Mas o que quer dizer pensar sobre a vida? Significa sofrer a pressão da existência e se deixar imprimir. E em um segundo momento significa expressar por meio das palavras (ou por meio da música, pintura, câmera ou outro) o resultado de sua pressão sobre nós e dentro de nós. Porém, se diante da existência não há uma disposição inocente, desprovida de pré-entendimentos ideológicos e pressupostos dogmáticos; se não nos abandonarmos quase ao limite da ingenuidade à revelação da vida sem nada a defender; se não nos deixamos imprimir totalmente pela vida da mesma forma que uma folha em branco quando é impressa, ou poder-se-ia dizer prensada, visto que a prensa foi a ferramenta original das gráficas; se não houver antes esse momento incontaminado de paixão no sentido primeiro de recepção passiva, então é inevitável que todas as expressões subsequentes resultem necessariamente dadas como óbvias, para não dizer artificiosas e, em última análise, falsas.
Não serão relatos de experiências, mas declarações ideológicas; não testemunhos, mas confissões doutrinárias; não vozes de quem profere as próprias palavras, mas expressão de quem fala em nome de outros tornando-se porta-voz, portadores da voz do mestre (para retomar o título do inesquecível álbum de Franco Battiato).
Se, por outro lado, nos expusermos integralmente à pressão da existência, as expressões subsequentes do pensamento virão de experiências em primeira pessoa e, portanto, serão autênticas. Também poderão ser imperfeitas, até mesmo objetivamente erradas, mas serão sempre verdadeiras, genuínas, inspiradas, portanto, a serviço da vida e geradoras de saúde psíquica. Quem fala tirando de si o que diz, sem se preocupar em resultar conforme com a estrutura social a que pertence, seja ela qual for (partido, movimento, empresa, igreja, grupo de amigos ...), testemunha a vivência que vem do contato direto com a vida e assim o seu pensamento adquire uma "fonte" própria: é a voz da sua emoção vital.

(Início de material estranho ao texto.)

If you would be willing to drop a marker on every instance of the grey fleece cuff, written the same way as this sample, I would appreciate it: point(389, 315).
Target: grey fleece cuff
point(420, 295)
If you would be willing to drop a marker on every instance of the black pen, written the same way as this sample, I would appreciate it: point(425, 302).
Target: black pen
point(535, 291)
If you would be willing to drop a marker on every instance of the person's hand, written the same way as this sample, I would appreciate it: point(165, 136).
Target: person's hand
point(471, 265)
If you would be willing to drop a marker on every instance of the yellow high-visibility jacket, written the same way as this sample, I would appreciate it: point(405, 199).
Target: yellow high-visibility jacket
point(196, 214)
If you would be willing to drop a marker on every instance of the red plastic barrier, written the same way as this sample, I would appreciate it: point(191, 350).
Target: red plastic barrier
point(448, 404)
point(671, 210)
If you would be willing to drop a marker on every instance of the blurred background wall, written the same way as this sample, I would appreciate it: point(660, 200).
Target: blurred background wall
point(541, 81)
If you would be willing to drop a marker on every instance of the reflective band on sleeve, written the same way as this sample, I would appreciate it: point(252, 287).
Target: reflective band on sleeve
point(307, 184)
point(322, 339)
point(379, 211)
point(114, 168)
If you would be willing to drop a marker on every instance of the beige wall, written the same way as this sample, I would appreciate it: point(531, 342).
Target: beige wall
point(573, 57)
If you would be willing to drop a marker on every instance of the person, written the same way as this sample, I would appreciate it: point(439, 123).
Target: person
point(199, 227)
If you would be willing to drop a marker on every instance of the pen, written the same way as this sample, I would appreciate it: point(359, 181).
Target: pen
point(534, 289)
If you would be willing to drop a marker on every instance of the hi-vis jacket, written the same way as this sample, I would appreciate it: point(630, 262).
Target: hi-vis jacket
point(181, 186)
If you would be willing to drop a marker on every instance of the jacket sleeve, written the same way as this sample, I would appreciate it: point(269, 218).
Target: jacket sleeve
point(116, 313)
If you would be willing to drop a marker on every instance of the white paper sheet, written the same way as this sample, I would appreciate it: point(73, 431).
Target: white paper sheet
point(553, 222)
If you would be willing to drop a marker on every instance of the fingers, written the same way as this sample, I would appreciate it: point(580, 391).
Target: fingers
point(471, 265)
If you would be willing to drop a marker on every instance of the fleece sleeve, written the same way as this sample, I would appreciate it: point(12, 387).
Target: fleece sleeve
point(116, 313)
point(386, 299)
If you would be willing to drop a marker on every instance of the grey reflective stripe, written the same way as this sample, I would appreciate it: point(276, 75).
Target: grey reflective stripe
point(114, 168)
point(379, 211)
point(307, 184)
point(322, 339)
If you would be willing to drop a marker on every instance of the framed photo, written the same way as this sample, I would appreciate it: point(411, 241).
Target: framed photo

E a minha emoção vital me leva a dizer que se eu estivesse lá em cima e alguém me perguntasse se algum dia eu gostaria de descer aqui para assumir a condição humana, eu, sem muita hesitação, responderia que sim.
Este texto de Vito Mancuso será lido em Letterature Festival Internacional de Roma, quinta-feira, dia 22 de julho, às 21h.